La Stampa, 17 maggio 2016
Ernesto Ferrero racconta i suoi diciott’anni da direttore del Salone del libro, tra incontri, sorprese e corse in ospedale
Tra le tante cose di cui sono grato al Salone è quella di avermi fatto conoscere in questi diciotto anni alcuni grandi personaggi, e di scoprire che quanto più sono grandi, tanto più sono semplici e diretti. Non divi, ma amici ideali.

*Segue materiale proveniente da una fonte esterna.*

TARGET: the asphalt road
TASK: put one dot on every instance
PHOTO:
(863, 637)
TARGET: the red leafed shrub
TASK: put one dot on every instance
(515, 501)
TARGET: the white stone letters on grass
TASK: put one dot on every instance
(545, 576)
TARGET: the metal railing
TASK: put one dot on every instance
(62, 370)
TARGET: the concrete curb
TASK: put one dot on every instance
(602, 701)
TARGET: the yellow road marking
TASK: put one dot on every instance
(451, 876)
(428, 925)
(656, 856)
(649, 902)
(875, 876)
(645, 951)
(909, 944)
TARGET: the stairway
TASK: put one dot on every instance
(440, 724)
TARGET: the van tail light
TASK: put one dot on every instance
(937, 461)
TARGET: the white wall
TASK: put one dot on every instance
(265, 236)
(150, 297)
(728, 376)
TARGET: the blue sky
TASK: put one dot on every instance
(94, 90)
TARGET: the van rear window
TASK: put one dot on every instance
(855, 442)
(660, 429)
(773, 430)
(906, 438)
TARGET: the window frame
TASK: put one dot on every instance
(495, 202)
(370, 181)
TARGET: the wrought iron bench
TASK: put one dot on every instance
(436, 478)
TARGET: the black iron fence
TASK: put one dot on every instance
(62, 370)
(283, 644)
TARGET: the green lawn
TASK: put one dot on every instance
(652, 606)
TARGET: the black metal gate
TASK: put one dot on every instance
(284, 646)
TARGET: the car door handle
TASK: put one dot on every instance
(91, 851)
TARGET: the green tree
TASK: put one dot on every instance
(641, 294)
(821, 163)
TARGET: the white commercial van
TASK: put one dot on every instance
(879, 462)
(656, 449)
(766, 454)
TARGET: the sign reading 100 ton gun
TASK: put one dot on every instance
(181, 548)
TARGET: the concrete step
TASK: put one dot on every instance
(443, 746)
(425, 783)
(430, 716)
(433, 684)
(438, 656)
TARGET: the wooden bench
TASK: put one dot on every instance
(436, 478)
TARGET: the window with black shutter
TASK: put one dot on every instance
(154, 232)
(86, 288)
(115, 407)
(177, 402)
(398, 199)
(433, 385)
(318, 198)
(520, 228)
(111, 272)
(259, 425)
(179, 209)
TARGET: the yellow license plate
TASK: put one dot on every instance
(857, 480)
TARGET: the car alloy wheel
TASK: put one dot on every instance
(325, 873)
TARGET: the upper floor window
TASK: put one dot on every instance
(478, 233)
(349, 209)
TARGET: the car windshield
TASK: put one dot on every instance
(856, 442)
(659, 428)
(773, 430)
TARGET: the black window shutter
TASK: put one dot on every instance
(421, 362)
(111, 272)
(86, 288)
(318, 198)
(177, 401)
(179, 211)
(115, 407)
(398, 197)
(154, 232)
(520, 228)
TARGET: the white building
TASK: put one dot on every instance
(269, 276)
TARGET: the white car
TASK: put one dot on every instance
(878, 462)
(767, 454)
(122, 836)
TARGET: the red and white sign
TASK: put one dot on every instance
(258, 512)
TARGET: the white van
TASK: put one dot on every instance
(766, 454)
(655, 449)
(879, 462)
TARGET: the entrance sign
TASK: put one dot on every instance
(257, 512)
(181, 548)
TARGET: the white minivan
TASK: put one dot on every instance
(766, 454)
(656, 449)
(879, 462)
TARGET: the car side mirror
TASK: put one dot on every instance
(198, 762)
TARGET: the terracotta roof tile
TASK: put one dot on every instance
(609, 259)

Uno dei primi ricordi risale al 2000. Avevamo appena deciso di dedicare il 5° Padiglione ai bambini, e nei giorni dell’allestimento scopro un distinto signore in maniche di camicia, mitemente canuto, dai tratti vagamente orientali, che maneggiando un grosso rullo dipingeva coscienziosamente una parete con un bel verde pastello. Era il grande poeta del colore Emanuele Luzzati, e faceva l’imbianchino senza problemi.
Due anni dopo arrivò George Steiner, e fece una memorabile prolusione invitando i giovani ad avere il coraggio delle loro passioni intellettuali. La serata inaugurale all’Auditorium prevedeva un concerto di un rock molto duro. La violenza dei suoni ferì le orecchie del grande maestro. Lasciò sdegnato la sua poltrona, lanciandosi verso l’uscita vanamente inseguito da me, e mormorando: «Sono dei nazisti! Sono dei nazisti!».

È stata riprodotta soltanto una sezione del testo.